Lossless Tokenizer via Byte-level BPE with Tiktoken
OpenAI’s gpt2 tokenizer is among the first that handles tokenization in a completely lossless way, meaning that there is no unknown token. In my opinion, OpenAI’s vision for generality of GPT really shines through from the tokenizer aspect. In this blog we will be analyzing tiktoken
which is the tokenizer behind GPT models.
We will describe how Tiktoken encodes a text to tokens. There are three main stages. (1) extracting out special tokens that we never want to be broken up into smaller pieces (2) pre-tokenization based on a pre-defined regular expression patterns, resembling breaking up texts into words
(3) If such a pre-token is not an actual token, this is the stage where we use the byte-level BPE to break up the pre-token into smaller pieces.
Pre-Tokenization
Let’s look at the code that performs step (2). Note that step (1) is omitted in the educational Python tiktoken code, but it is in the Rust code here. Below is the Python encode function taken from tiktoken.
def encode(self, text: str, visualise: Optional[str] = "colour") -> list[int]:
"""Encodes a string into tokens.
>>> enc.encode("hello world")
[388, 372]
"""
# Use the regex to split the text into (approximately) words
words = self._pat.findall(text) # pre-tokens based on word boundary rules
tokens = []
for word in words:
# Turn each word into tokens, using the byte pair encoding algorithm
word_bytes = word.encode("utf-8")
word_tokens = bpe_encode(self.mergeable_ranks, word_bytes, visualise=visualise)

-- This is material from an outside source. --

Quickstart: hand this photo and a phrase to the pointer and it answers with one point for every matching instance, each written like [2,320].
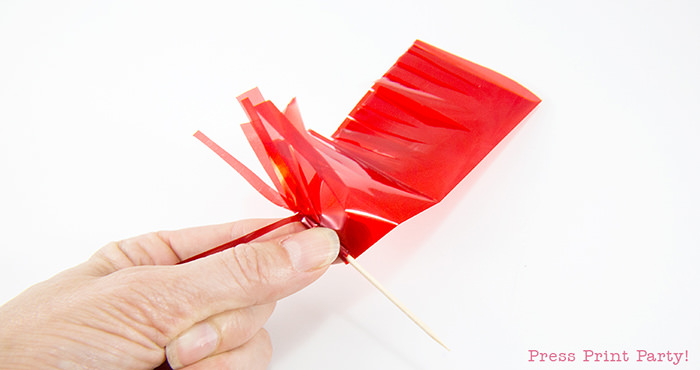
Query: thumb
[247,275]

tokens.extend(word_tokens)
return tokens, words
For this encode function, a text (still in string, not bytes) is broken into words
which we will call pre-tokens. For GPT-4 models, the tokenizer’s name is cl100k_base
. The regular expression pattern self._pat
is defined below.
>>> from tiktoken._educational import *
>>> enc = SimpleBytePairEncoding.from_tiktoken("cl100k_base")
>>> end._pat
regex.Regex("(?i:'s|'t|'re|'ve|'m|'ll|'d)|[^\\r\\n\\p{L}\\p{N}]?\\p{L}+|\\p{N}{1,3}| ?[^\\s\\p{L}\\p{N}]+[\\r\\n]*|\\s*[\\r\\n]+|\\s+(?!\\S)|\\s+", flags=regex.V0)
GPT-4’s short description of such regular expression is given below (long description here).
This regex captures common contractions (like 's, 't, etc.) in a case-insensitive manner, sequences of letters possibly preceded by a non-letter, non-number character, sequences of 1 to 3 numbers, sequences of non-letter, non-number characters possibly followed by newlines, sequences of whitespace ending with newlines, whitespace not followed by non-whitespace, or any sequence of whitespace characters.
Let’s see some examples of how the regex breaks up text. Below, we can see that such pattern defines the rule for word boundaries such as how to separate non-whitespace and whitespace, and also imposes certain structure such as space-prefix (the use of space right before non-whitespace character such as “ x”, “ +”, “ y”).
>>> import regex
>>> pat = regex.compile(r"(?i:'s|'t|'re|'ve|'m|'ll|'d)|[^\r\n\p{L}\p{N}]?\p{L}+|\p{N}{1,3}| ?[^\s\p{L}\p{N}]+[\r\n]*|\s*[\r\n]+|\s+(?!\S)|\s+")
>>> pat.findall("hello worlddddd")
['hello', ' worlddddd']
>>> pat.findall("def add(x, y):\n\treturn x + y")
['def', ' add', '(x', ',', ' y', '):\n', '\treturn', ' x', ' +', ' y']
Byte-level BPE
Base Vocabulary
BPE builds a vocabulary in a bottom-up approach where it merges tokens starting with the base vocabulary. The traditional BPE starts with a set of characters. The set of all possible characters is very large, and it is growing as we speak. For example, the unicode standard has over 100,000 characters. This makes it very difficult to build a lossless tokenizer.
However, these Unicode characters are composed of smaller elements, that is, the bytes. Since there are only 256 base bytes which can represent any text, we can build a lossless tokenizer where there is absolutely no unknown token. This is a neat tokenizer design that GPT was among the first to adopt (if not the first). (show huggingface implementation). Before GPT, many other models use all sorts of tricks to manage the unknown tokens such as normalization.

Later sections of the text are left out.